One of those researchers is Webb, who uses HPC for molecular simulations as part of a multidisciplinary research team investigating the human blood protein von Willebrand Factor—work that could lead to advances in drug delivery for treating cardiovascular disease.

Yet the potential for collaborations that harness the power of advanced computing isn’t limited to science and engineering, notes Robert Flowers, Herbert J. and Ann L. Siegel Dean of Lehigh’s College of Arts and Sciences.

“There are many opportunities where data intersects with humanities and the social sciences,” he says. “A great deal of the work by our colleagues in these areas now requires computation to solve the complex problems they are studying.”

For instance, Flowers points to Haiyan Jia, an assistant professor of journalism and communications, who is working with computer science and engineering faculty members Brian Davison and Jeffrey Heflin.

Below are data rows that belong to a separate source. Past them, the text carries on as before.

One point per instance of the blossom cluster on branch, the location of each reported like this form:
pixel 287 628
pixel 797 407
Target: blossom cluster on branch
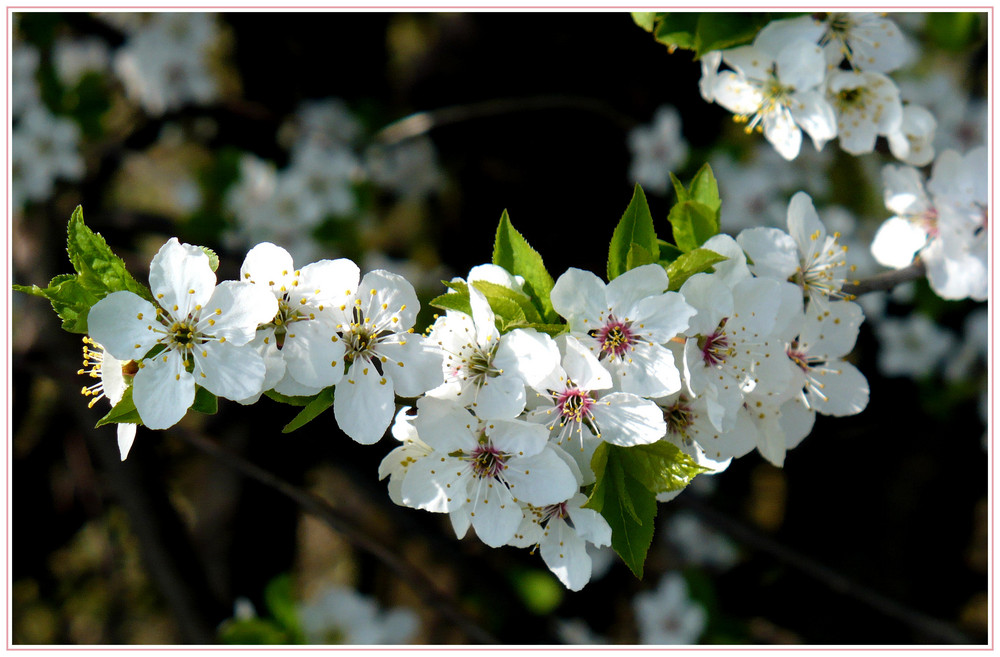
pixel 535 411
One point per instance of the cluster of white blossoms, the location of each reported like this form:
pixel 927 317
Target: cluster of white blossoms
pixel 504 424
pixel 945 223
pixel 825 74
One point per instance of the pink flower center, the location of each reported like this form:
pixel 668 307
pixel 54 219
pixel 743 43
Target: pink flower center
pixel 574 405
pixel 715 348
pixel 488 461
pixel 616 338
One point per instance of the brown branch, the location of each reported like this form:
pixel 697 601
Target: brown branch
pixel 919 622
pixel 887 280
pixel 421 585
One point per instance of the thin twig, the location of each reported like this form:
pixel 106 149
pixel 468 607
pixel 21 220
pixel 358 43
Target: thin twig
pixel 915 620
pixel 317 506
pixel 887 280
pixel 421 123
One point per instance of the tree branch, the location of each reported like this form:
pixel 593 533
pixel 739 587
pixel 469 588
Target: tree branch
pixel 887 280
pixel 421 585
pixel 920 623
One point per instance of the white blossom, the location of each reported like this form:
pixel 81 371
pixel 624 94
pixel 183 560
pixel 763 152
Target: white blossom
pixel 626 323
pixel 204 330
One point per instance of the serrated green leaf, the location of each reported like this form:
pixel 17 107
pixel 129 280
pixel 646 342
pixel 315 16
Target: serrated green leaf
pixel 693 224
pixel 312 410
pixel 512 252
pixel 677 29
pixel 679 189
pixel 644 19
pixel 668 252
pixel 637 257
pixel 550 329
pixel 213 257
pixel 627 505
pixel 704 189
pixel 635 226
pixel 286 399
pixel 660 467
pixel 721 30
pixel 628 479
pixel 205 402
pixel 123 412
pixel 100 270
pixel 500 296
pixel 453 301
pixel 688 264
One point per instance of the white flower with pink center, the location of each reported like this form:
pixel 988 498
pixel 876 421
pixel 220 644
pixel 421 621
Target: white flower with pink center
pixel 733 348
pixel 829 384
pixel 562 532
pixel 375 321
pixel 485 370
pixel 203 330
pixel 484 468
pixel 576 407
pixel 625 324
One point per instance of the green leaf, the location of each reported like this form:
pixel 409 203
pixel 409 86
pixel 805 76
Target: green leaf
pixel 721 30
pixel 677 30
pixel 509 305
pixel 550 329
pixel 644 19
pixel 70 300
pixel 286 399
pixel 704 189
pixel 628 479
pixel 661 467
pixel 512 252
pixel 453 301
pixel 100 270
pixel 693 224
pixel 252 632
pixel 205 402
pixel 688 264
pixel 312 410
pixel 668 252
pixel 213 257
pixel 280 601
pixel 637 257
pixel 123 412
pixel 635 227
pixel 627 505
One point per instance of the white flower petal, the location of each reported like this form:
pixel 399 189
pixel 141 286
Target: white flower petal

Their NSF-funded project is investigating new approaches to full-content dataset search that would serve both scientists and journalists in their pursuits.

Faculty members in both colleges are also designing classes and pedagogical approaches that combine data science and social justice topics.  

Increasing participation in the HPC community—and using it to generate new knowledge—requires more than just the right hardware, says Greg Reihman, vice provost for Library and Technology Services and director of the Center for Innovation in Teaching and Learning.

“It’s never just the computers,” he says. “It’s the networking underneath the surface, the HVAC system that keeps the data center cool, all the infrastructure involved. And, of course, it comes down to having skilled staff who keep it all running. With the launch of Hawk, we’re celebrating the growth we’ve seen over the past few years in creating these shared resources—and we’re looking ahead to what’s next.”